Additional affidavits describe the guards grabbing, dragging, beating, choking, slamming, pinching, twisting and kicking the women.
 Thus unfolded the 'Night of Terror' on Nov. 15, 1917, when the
 warden at the Occoquan Workhouse in Virginia ordered
 his guards to teach a lesson to the suffragists imprisoned there because they dared to picket Woodrow Wilson's White House for the right to vote.
For weeks, the women's only water came from an open pail.
Their food -- all of it colourless slop -- was infested with
worms.
When one of the leaders, Alice Paul, embarked on a hunger strike,
they tied her to a chair, forced a tube down her throat and poured
liquid into her until she vomited.
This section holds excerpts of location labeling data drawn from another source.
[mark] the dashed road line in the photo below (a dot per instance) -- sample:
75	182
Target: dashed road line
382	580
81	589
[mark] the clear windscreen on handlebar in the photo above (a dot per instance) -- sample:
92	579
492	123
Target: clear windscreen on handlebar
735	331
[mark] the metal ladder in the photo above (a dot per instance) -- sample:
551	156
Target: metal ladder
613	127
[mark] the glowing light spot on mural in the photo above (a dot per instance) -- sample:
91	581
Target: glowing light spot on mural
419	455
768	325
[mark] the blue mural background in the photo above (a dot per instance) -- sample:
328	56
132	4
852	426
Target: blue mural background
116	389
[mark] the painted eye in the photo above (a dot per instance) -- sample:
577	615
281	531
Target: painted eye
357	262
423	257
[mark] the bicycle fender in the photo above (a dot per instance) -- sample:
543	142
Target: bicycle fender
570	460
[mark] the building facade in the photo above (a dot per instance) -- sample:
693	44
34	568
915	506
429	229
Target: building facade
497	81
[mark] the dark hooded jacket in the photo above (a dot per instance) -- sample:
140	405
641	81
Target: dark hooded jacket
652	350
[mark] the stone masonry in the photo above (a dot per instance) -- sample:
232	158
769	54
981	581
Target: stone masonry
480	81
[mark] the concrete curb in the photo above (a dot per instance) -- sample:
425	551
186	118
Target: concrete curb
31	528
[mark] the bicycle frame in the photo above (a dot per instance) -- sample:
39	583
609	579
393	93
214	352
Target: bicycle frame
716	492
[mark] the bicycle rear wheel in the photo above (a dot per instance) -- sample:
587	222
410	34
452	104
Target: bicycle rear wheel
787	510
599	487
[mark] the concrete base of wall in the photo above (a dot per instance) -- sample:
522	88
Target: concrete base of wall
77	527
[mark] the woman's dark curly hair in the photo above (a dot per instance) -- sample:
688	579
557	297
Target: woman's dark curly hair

She was tortured like this for
weeks until word was smuggled out to the press.
 All women who have ever voted, have ever owned property, have ever enjoyed equal rights need to remember that women's rights had to  be fought for in Canada as well.
 Do our daughters, sisters, cousins and nieces know the price that
 was paid  to earn equal rights for women here, in North America?
 2012 is the  83rd Anniversary of the “Persons Case” in Canada which, finally, declared women in Canada to be “Persons”!

 Please, if you are so inclined, pass this on, at least to all the
 women you know, so  that we may remember to celebrate the rights that were won for all by these heroines .

 Knowledge is Freedom: hide it and it withers; share it, and it blooms.


If you want to read more about Canada's 'Famous Five' here are some links:
  • Emily Murphy
  • Henrietta Muir Edwards
  • Nellie McClung
  • Louise McKinney
  • Irene Parlby

  • Glenys O'Connell writes romantic suspense with strong heroines who are willing to fight for the things they believe in - whether it's truth, justice, or true love! You can read some excerpts of her work here 

    2 comments:

    Jannine Gallant said...

    Wow, what a horror story to get something we all should have had from the start... Hmmm, maybe people should have to take some sort of test to see if they know the meaning of civility before they can vote, instead of worrying about what sex they are.

    Maddy said...

    Well that's certainly food for thought.